Uno de los extremos del granero estaba abierto, e incluso con las ventanas cerradas y el aire acondicionado a toda marcha, Rusty podía oler el aroma a sidra de las manzanas viejas. Se detuvo junto a los escalones que conducían a la casa. Había una cadena que impedía el paso y de la que colgaba un cartel que decía: PROHIBIDO EL PASO. El cartel estaba oxidado, era viejo y, a todas luces, inútil. Había latas de cerveza desparramadas por el porche en el que la familia McCoy debía de sentarse en las tardes de verano para disfrutar de la brisa y de las vistas: a la derecha el pueblo entero de Chester's Mills, y a la izquierda hasta el estado de New Hampshire. Alguien había escrito con spray LOS WILDCATS SON LOS MEJORES en una pared antaño roja pero ahora teñida de un rosa deslucido. En la puerta, con un spray de otro color, podía leerse GUARIDA DE ORGÍAS. Rusty supuso que la pintada expresaba los deseos de algún adolescente hambriento de sexo. O quizá era el nombre de un grupo de heavy-metal.
Cogió el contador Geiger y le dio unos golpecitos.
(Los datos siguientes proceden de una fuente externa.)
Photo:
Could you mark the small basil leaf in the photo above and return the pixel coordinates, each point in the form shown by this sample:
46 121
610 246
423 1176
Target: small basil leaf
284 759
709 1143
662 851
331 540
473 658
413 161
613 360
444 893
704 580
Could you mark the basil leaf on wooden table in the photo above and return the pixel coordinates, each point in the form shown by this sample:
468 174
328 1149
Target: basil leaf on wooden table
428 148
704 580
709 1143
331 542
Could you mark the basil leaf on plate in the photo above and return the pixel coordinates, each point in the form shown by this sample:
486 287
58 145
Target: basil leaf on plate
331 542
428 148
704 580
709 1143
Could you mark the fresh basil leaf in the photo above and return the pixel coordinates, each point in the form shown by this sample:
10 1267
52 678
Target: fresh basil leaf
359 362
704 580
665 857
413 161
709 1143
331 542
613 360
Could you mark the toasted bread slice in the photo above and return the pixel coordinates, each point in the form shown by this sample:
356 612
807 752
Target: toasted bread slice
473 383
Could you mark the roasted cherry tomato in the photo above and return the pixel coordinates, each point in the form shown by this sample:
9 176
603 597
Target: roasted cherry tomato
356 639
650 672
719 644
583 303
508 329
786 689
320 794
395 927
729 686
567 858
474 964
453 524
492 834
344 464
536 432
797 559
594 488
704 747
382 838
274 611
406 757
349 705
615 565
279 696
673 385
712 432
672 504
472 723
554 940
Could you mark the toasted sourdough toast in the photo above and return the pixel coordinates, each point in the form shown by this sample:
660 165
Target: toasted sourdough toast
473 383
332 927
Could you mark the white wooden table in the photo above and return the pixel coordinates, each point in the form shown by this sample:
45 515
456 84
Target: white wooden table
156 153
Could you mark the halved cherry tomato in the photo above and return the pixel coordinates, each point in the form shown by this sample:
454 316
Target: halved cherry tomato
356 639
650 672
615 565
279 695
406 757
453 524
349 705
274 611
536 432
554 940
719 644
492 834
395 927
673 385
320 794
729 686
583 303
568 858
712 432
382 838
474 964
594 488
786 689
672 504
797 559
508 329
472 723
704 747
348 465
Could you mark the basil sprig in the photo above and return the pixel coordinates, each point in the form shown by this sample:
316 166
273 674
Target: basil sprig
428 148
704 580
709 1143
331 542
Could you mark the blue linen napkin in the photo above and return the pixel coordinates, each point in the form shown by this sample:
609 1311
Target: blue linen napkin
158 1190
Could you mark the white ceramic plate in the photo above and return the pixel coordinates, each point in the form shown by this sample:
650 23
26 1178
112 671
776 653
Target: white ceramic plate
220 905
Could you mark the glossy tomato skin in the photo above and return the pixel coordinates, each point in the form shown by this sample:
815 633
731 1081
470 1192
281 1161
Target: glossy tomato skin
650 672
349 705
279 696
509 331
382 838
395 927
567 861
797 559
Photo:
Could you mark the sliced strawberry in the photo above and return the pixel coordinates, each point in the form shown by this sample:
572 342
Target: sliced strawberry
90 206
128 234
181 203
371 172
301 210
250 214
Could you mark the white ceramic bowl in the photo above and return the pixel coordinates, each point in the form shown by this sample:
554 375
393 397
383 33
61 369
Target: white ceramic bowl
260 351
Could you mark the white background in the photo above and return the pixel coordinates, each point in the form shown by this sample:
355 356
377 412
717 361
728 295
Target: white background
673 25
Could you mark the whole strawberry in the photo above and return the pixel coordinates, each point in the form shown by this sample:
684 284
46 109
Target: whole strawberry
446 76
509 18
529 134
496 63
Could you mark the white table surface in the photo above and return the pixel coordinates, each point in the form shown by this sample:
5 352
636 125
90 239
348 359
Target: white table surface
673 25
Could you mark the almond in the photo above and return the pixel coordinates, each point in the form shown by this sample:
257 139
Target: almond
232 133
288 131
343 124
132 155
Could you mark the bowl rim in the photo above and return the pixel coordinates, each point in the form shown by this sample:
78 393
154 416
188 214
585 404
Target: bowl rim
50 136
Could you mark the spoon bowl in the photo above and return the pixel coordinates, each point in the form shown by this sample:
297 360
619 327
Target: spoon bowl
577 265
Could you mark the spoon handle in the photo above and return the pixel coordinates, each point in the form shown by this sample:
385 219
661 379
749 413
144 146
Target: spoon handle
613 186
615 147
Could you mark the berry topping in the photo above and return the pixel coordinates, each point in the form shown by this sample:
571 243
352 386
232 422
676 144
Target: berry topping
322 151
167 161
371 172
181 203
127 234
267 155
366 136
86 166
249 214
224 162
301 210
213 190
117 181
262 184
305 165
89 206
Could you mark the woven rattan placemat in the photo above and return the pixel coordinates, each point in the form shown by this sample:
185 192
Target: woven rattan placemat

La aguja se movió y el aparato hizo ruido. Parecía que funcionaba pero que no detectaba ninguna radiación.
Salió de la camioneta y, tras un breve debate interior, se quitó gran parte de las protecciones caseras; se dejó únicamente el delantal, los guantes y las gafas. Luego recorrió un lateral del granero sosteniendo el sensor del contador Geiger delante de él mientras se prometía que regresaría a por el resto de su «traje» en cuanto la aguja hiciera el menor movimiento.
Sin embargo, cuando llegó a la esquina del granero y la luz resplandeció a poco más de cuarenta metros de él, la aguja no se movió. Parecía imposible, si es que la radiación estaba relacionada con la luz. A Rusty solo se le ocurría una explicación: el generador había creado una zona de radiación para ahuyentar a los exploradores como él. Era una medida de protección. Quizá lo mismo podía decirse de la sensación de mareo que había sentido y de la pérdida de conocimiento de los chicos. Era una medida de protección, como las púas de un puercoespín o el olor de una mofeta.
Pero mientras se acercaba al campo de manzanos, Rusty vio una ardilla que corría por la hierba y se encaramaba a un árbol. Se detuvo en una rama doblada por el peso de la fruta y se quedó mirando al bípedo intruso con ojos brillantes y la cola ahuecada. A Rusty le pareció que estaba perfectamente, y no vio ningún cuerpo de animal muerto en la hierba, ni entre la vegetación que rodeaba los árboles: no había ningún rastro de suicidio ni de posibles víctimas de la radiación.
Ahora estaba muy cerca de la luz, cuyos destellos eran tan deslumbrantes que casi lo obligaban a cerrar los ojos. A la derecha, parecía que el mundo entero se extendía a sus pies. Podía ver el pueblo, que parecía una maqueta perfecta, a seis kilómetros de distancia. La cuadrícula de las calles; el chapitel de la aguja de la iglesia congregacional; el centelleo de unos cuantos coches en circulación. Veía el edificio bajo de ladrillo del hospital Catherine Russell, y, hacia el oeste, la mancha negra del lugar en el que habían impactado los misiles. Estaba suspendida en el cielo, como un lunar en la mejilla del día. El cielo era de un azul apagado, casi su color normal, pero en el horizonte el azul se convertía en un amarillo venenoso. Opinaba que ese color se debía, en parte, a la contaminación, la misma mierda que había teñido de rosa las estrellas, pero sospechaba que tal vez la verdadera causa era algo tan poco siniestro como el polen otoñal que se había pegado a la superficie invisible de la Cúpula.
Se puso en marcha de nuevo. Cuanto más rato estuviera ahí arriba, sobre todo fuera del alcance de la vista de sus amigos, más nerviosos se pondrían. Quería ir directamente a la fuente de la luz, pero salió del manzanar y se dirigió al borde de la colina. Desde ahí vio a los otros; no eran más que unos puntos a lo lejos. Dejó el contador Geiger en el suelo y agitó lentamente ambas manos por encima de la cabeza para demostrarles que estaba bien. Rommie y los chicos le devolvieron el gesto.
– Vale -dijo. Tenía las manos empapadas en sudor a causa de los pesados guantes-. A ver qué tenemos aquí.